Selain kredit pajak, Pemerintah Serbia menyiapkan skema insentif dari anggaran negara untuk mendukung investasi pada energi terbarukan, efisiensi energi, teknologi rendah karbon, dekarbonisasi industri, hingga perlindungan rumah tangga rentan. Rincian mekanisme insentif ini akan diatur lebih lanjut melalui peraturan pemerintah.
RUU itu juga menyebutkan, pembayaran pajak dilakukan bersamaan dengan penyampaian Surat Pemberitahuan Pajak, sementara ketentuan mengenai penetapan, pemungutan, sanksi, dan upaya hukum akan mengikuti aturan dalam Undang-Undang Prosedur dan Administrasi Pajak. RUU ini juga membatasi masa berlaku insentif, baik berupa kredit pajak maupun dukungan dekarbonisasi, hanya untuk jangka waktu sepuluh tahun sejak undang-undang mulai berlaku. Peraturan pelaksananya akan diterbitkan paling lambat 180 hari setelah pengundangan.

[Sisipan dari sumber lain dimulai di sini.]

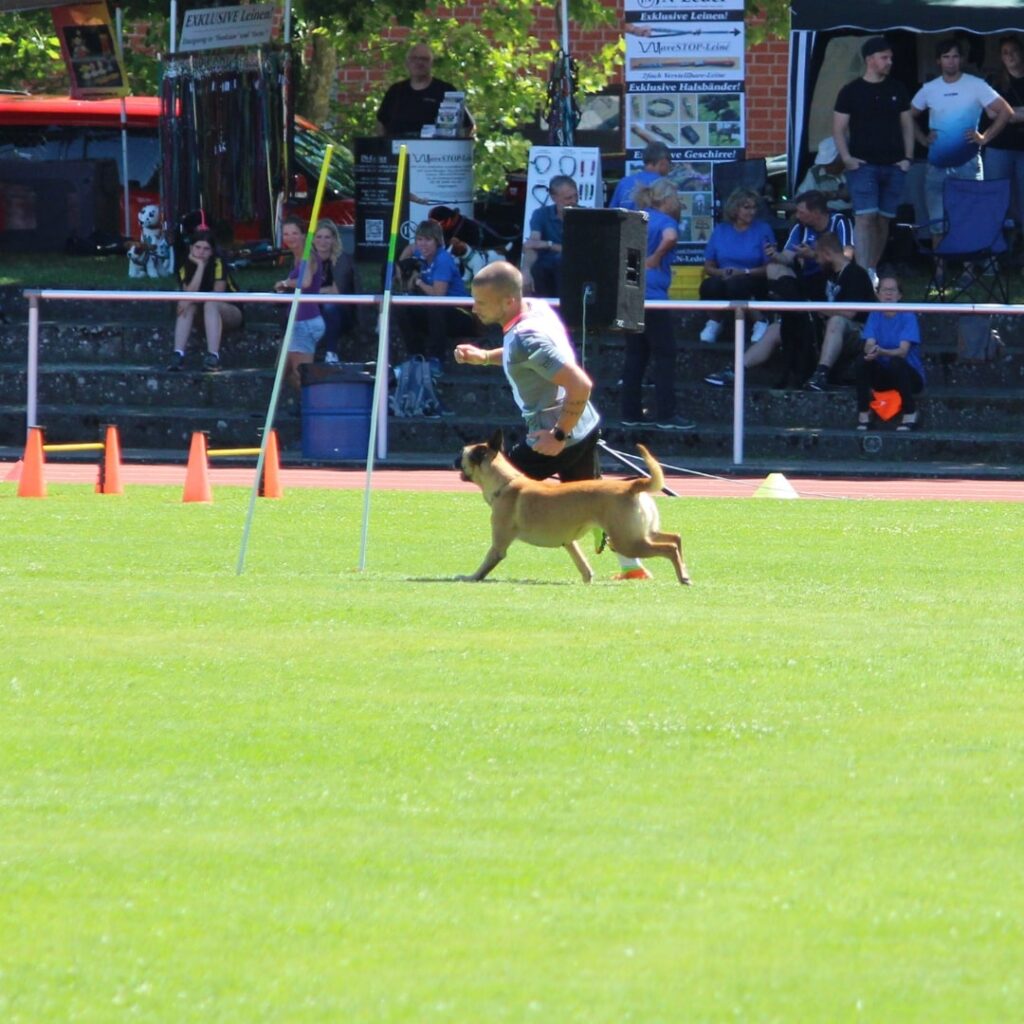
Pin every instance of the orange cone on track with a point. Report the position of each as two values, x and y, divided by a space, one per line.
270 486
198 473
110 465
33 483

Pemerintah Serbia menilai, usulan pajak ini mendesak karena Uni Eropa telah mengadopsi mekanisme penyesuaian perbatasan karbon (Carbon Border Adjustment Mechanism/CBAM). Tanpa regulasi domestik, ekspor Serbia berisiko menghadapi beban ganda berupa pajak karbon di perbatasan Eropa.

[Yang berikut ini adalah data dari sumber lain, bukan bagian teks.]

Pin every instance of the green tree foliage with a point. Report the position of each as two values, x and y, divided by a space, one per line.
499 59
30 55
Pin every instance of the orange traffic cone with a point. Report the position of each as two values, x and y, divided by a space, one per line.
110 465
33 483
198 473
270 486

“Dengan pajak emisi gas rumah kaca, Serbia melindungi industri nasionalnya agar tetap kompetitif di pasar Eropa, sekaligus menyiapkan fondasi transisi energi hijau,” tegas pemerintah melalui Kementerian Keuangan.
Penerapan pajak ini, lanjut Pemerintah Serbia, tidak akan membebani anggaran negara. Sebaliknya, penerimaan dari pajak emisi justru diharapkan dapat mendanai program lingkungan sekaligus memberi ruang bagi perusahaan untuk mengurangi kewajiban pajaknya bila berinvestasi pada teknologi rendah karbon.
Pemerintah Serbia juga menekankan, berbagai opsi alternatif—seperti edukasi publik, insentif sukarela, atau subsidi energi—tidak cukup untuk menekan emisi.
“Hanya instrumen fiskal yang bersifat mengikat yang dapat memberikan dampak nyata terhadap perilaku pelaku usaha dan rumah tangga,” tertulis dalam naskah tersebut.
Memang, Serbia saat ini belum memiliki mekanisme perdagangan karbon seperti UE. Namun, rancangan pajak emisi ini dipandang sebagai jembatan menuju integrasi penuh dengan sistem EU Emissions Trading System (EU ETS) di masa depan.
Dengan kebijakan baru ini, Serbia bakal bergabung dengan gelombang negara-negara Eropa non-UE yang mulai mengadopsi pajak karbon atau instrumen serupa. Pemerintah Serbia juga menegaskan bahwa regulasi tersebut bukan hanya soal kewajiban internasional, tetapi juga strategi jangka panjang untuk pembangunan berkelanjutan.
“Pajak emisi gas rumah kaca adalah investasi bagi masa depan Serbia, untuk lingkungan yang sehat sekaligus ekonomi yang lebih kuat,” pungkas penjelasan Pemerintah Serbia.